Golf is all about the details, and grip is very important.
For putting, we don’t have to do anything too fancy. Just make sure that the handle is running through the centers of our hands.
If it’s more comfortable, we can also interlock the hands a bit. Some common names for these include: claw, cross-handed, and overlap.
Do the club grips themselves affect my play at all?
That’s a resounding yes. This can especially be the case when our grips have worn down a lot. Remember that piece of advice about loosening our grips a bit?
Worn-down club grips will make us grab our clubs tighter, and therefore, make our shots worse.
As for replacements, it doesn’t matter so much on which grip we select, just as long as it “feels right.” Is it uncomfortable to hold and swing?
Then move on to something else.
To get an accurate estimate how thick the grips should be, we can measure how long the creases of our wrists to the tips of our middle fingers are.
Most standard club grips will be seven to eight and three-quarter inches, the size that works for an average set of hands.
And if gripping that makes the arms feel painful overtime, chances are the grips need to be around nine inches or more! Just in case, we should try multiple kinds of sizes, even the smallest ones, to see what feels good.
It’s also important to remember to practice our overall stances as well.
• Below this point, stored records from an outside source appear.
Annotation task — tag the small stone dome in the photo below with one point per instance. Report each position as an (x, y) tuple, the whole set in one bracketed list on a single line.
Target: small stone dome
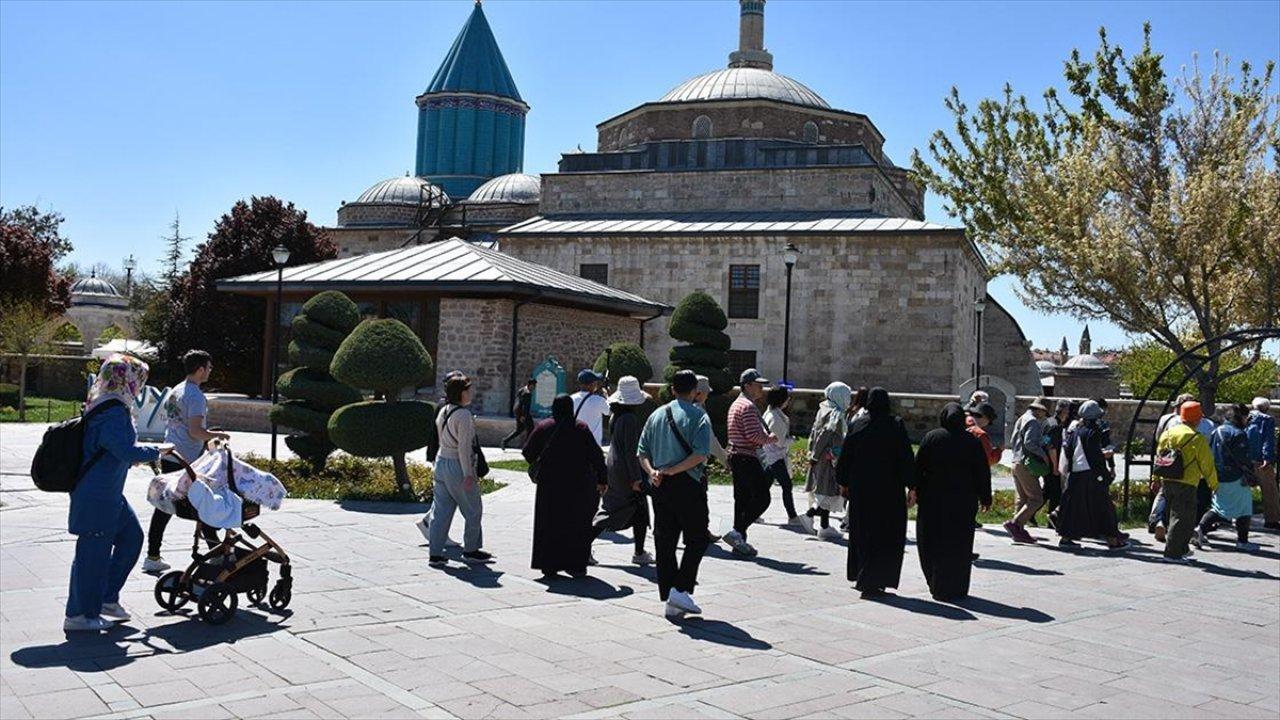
[(392, 203), (744, 83), (517, 188), (95, 285), (1086, 363)]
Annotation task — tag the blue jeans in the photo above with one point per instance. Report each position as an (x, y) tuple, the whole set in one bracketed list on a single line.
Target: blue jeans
[(103, 563), (452, 495)]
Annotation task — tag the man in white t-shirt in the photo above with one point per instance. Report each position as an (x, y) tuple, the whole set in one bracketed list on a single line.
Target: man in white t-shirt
[(589, 404)]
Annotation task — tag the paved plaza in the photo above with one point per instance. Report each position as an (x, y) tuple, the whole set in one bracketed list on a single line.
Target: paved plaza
[(373, 632)]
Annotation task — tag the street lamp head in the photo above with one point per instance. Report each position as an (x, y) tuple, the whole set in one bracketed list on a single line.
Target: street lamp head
[(790, 254), (280, 254)]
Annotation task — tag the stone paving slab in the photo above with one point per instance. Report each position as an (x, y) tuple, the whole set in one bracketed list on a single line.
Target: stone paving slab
[(373, 632)]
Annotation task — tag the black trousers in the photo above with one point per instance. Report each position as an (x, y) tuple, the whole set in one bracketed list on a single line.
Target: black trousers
[(679, 509), (752, 493), (160, 520), (778, 472)]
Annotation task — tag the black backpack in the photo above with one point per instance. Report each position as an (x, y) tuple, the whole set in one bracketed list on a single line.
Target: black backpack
[(56, 466)]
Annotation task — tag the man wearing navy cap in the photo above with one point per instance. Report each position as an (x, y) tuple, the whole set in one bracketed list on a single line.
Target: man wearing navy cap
[(589, 402)]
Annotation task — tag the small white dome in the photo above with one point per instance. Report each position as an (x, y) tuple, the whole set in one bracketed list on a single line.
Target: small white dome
[(517, 187)]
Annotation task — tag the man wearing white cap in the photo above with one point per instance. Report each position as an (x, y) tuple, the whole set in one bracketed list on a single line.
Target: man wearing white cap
[(624, 504)]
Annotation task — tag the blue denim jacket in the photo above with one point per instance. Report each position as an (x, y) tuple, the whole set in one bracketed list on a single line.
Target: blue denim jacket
[(1262, 437), (96, 499)]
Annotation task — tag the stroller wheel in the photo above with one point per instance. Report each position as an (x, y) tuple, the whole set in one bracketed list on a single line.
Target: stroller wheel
[(169, 591), (280, 596), (218, 604)]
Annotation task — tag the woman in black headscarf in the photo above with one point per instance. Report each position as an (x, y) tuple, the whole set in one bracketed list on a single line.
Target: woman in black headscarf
[(952, 479), (571, 477), (876, 470)]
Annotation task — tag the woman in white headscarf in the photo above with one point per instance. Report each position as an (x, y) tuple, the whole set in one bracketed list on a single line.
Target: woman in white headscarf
[(824, 442)]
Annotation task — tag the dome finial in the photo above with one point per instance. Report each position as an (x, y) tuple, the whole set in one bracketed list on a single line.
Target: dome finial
[(750, 37)]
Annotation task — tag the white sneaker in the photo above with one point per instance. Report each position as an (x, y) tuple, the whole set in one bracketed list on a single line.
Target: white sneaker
[(114, 611), (682, 601), (82, 623)]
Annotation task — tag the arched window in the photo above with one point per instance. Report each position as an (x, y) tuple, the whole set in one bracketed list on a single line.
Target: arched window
[(702, 127)]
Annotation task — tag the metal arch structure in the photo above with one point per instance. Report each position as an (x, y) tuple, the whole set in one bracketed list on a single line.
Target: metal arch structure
[(1164, 387)]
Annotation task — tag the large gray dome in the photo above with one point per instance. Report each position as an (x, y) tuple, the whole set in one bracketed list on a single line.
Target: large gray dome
[(517, 187), (94, 285), (400, 191), (744, 83)]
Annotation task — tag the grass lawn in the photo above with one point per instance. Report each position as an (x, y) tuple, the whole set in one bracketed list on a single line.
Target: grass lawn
[(42, 410), (351, 478)]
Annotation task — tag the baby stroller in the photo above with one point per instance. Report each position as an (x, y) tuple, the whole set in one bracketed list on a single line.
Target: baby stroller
[(236, 566)]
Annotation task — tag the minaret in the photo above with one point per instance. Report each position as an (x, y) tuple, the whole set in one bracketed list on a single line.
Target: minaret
[(471, 118), (750, 37)]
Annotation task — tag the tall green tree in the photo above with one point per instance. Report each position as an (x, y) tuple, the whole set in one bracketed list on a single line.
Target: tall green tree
[(1130, 197), (232, 326)]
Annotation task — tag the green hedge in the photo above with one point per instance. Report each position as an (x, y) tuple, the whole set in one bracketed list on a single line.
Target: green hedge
[(374, 428), (383, 355), (318, 388)]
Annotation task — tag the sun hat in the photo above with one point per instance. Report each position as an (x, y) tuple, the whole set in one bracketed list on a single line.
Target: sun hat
[(629, 392)]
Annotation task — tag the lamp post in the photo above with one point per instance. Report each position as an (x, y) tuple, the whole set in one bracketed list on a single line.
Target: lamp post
[(280, 255), (129, 263), (790, 254), (978, 306)]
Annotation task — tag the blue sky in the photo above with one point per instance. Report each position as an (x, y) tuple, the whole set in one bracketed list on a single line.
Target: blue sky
[(119, 114)]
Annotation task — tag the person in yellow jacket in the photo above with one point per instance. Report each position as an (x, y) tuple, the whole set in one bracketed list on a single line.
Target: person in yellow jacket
[(1180, 492)]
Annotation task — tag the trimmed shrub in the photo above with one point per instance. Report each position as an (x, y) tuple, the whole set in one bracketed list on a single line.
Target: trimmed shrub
[(311, 392), (384, 356), (625, 359), (376, 429)]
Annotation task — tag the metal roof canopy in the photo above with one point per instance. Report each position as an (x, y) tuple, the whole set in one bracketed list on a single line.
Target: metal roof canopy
[(452, 267), (721, 223)]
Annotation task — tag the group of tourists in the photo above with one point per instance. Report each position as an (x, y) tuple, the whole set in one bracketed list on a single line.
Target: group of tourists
[(108, 533), (859, 465)]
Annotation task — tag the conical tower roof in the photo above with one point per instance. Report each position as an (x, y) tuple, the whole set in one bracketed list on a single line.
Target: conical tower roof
[(475, 63)]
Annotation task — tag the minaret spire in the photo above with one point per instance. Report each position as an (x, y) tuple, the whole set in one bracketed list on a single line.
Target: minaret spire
[(750, 37)]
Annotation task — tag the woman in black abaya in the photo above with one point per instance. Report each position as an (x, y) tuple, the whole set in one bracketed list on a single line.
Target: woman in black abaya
[(877, 470), (952, 481), (571, 477)]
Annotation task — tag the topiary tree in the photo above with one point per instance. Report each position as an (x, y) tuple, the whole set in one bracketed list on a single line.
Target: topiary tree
[(311, 393), (700, 323), (624, 359), (384, 356)]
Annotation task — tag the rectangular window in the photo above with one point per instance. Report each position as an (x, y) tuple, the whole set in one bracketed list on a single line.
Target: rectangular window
[(744, 291), (740, 360), (594, 272)]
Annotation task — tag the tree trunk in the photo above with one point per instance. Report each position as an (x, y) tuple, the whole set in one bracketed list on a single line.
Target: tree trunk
[(22, 390)]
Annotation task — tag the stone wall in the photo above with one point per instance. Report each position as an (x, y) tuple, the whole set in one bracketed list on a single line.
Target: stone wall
[(865, 308), (827, 188), (744, 118), (1005, 350)]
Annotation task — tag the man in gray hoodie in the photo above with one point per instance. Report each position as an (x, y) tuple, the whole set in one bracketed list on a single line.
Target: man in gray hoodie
[(1028, 446)]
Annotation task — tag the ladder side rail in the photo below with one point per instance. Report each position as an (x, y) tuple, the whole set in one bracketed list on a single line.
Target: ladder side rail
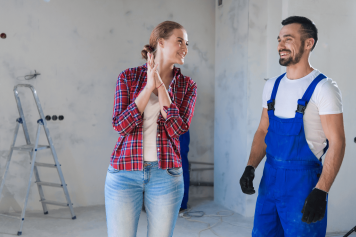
[(40, 190), (24, 125), (30, 178), (9, 157)]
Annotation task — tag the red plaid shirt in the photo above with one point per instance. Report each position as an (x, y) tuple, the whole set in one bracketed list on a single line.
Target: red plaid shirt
[(128, 121)]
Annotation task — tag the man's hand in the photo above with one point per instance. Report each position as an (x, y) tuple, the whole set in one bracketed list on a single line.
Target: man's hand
[(246, 180), (314, 206)]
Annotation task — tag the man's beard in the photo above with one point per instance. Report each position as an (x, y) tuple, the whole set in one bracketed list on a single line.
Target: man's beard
[(292, 61)]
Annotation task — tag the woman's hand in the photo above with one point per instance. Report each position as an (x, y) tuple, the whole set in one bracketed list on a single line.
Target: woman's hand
[(151, 73), (158, 80)]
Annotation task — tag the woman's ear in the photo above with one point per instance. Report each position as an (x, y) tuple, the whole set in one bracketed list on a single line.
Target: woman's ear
[(160, 43)]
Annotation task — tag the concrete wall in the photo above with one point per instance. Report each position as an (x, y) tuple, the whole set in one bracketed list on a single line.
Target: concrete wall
[(246, 53), (80, 47), (231, 72)]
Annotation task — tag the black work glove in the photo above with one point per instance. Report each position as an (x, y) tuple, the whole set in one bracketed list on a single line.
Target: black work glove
[(246, 180), (314, 206)]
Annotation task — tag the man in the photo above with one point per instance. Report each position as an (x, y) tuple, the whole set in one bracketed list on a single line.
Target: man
[(301, 119)]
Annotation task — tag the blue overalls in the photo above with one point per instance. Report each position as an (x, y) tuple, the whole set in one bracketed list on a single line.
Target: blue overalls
[(291, 172)]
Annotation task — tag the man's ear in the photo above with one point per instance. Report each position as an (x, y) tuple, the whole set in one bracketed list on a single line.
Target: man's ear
[(309, 43)]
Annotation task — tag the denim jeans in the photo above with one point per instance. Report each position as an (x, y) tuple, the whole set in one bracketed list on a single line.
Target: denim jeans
[(162, 191)]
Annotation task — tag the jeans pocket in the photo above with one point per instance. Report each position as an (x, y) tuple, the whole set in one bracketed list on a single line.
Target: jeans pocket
[(175, 172), (112, 170)]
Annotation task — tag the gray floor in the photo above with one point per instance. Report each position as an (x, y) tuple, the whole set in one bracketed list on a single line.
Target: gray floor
[(90, 222)]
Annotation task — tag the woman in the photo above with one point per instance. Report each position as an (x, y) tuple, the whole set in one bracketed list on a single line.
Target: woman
[(154, 105)]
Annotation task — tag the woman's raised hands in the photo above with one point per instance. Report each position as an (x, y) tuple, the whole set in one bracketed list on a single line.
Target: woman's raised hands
[(151, 72)]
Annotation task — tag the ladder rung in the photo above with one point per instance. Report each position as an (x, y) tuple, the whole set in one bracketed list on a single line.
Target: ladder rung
[(31, 147), (16, 217), (45, 165), (55, 203), (49, 184)]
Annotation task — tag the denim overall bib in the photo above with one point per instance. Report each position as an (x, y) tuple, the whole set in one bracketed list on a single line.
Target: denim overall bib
[(291, 172)]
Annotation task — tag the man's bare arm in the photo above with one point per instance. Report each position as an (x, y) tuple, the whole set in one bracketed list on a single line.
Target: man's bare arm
[(258, 149), (333, 127)]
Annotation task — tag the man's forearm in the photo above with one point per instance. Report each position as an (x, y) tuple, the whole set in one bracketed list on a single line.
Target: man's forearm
[(258, 149), (332, 165)]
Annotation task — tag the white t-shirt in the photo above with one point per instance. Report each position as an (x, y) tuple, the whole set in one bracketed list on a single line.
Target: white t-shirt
[(326, 99), (150, 118)]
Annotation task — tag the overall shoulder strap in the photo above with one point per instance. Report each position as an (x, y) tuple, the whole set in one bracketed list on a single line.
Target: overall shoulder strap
[(302, 103), (271, 103)]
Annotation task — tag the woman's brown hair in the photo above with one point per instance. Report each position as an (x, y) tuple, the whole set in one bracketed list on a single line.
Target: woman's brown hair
[(163, 31)]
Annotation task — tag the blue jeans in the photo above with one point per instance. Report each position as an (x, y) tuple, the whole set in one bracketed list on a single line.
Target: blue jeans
[(163, 193)]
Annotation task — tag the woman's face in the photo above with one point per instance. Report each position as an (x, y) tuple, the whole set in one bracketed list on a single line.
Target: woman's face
[(175, 48)]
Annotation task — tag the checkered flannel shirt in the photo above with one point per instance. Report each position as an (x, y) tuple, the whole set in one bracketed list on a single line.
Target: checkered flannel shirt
[(128, 121)]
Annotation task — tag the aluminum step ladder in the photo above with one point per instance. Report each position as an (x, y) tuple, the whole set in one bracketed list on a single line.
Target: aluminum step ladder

If our shots hook, it’s highly likely that our grips are too strong, and they need to loosen a little. And if it’s a slice? We should tighten our fingers a tad.
For the overall stance itself, a good first step is to check ball position and where it lines up with our feet.
Mostly, the ball should be more-or-less in the middle of our stances, with the exception that drives require the ball to be closer to whatever foot is pointing forward.
What about drivers and irons? Do they need the same grips as well?
Like with just about everything in our golf bags, it matters more how we grip our clubs as opposed to which specific grips are on them. As long as a specific size is comfortable for us, we’d then focus on our technique.
For drivers, paying careful attention to our left (or right) hands can be the difference between a hook and a straight shot.
Considering it’s the longest club in our bags, we’ll have to swing differently compared to using anything else.
The same would be true for wedges as well. So a sand wedge, gap wedge, pitching wedge, or even a lob wedge having the same smaller or larger grip shouldn’t make too much of a difference.
Like many things in the game of golf, a lot of this comes down to preference. Your type of grip will largely determine this, which is why it’s such a great idea to try out grips in your local golf shop rather than just buying them online.
Just make sure what you choose is a comfortable grip for you. The wrong grip can and will cause pain after a couple hundred swings and practice swings in a normal round.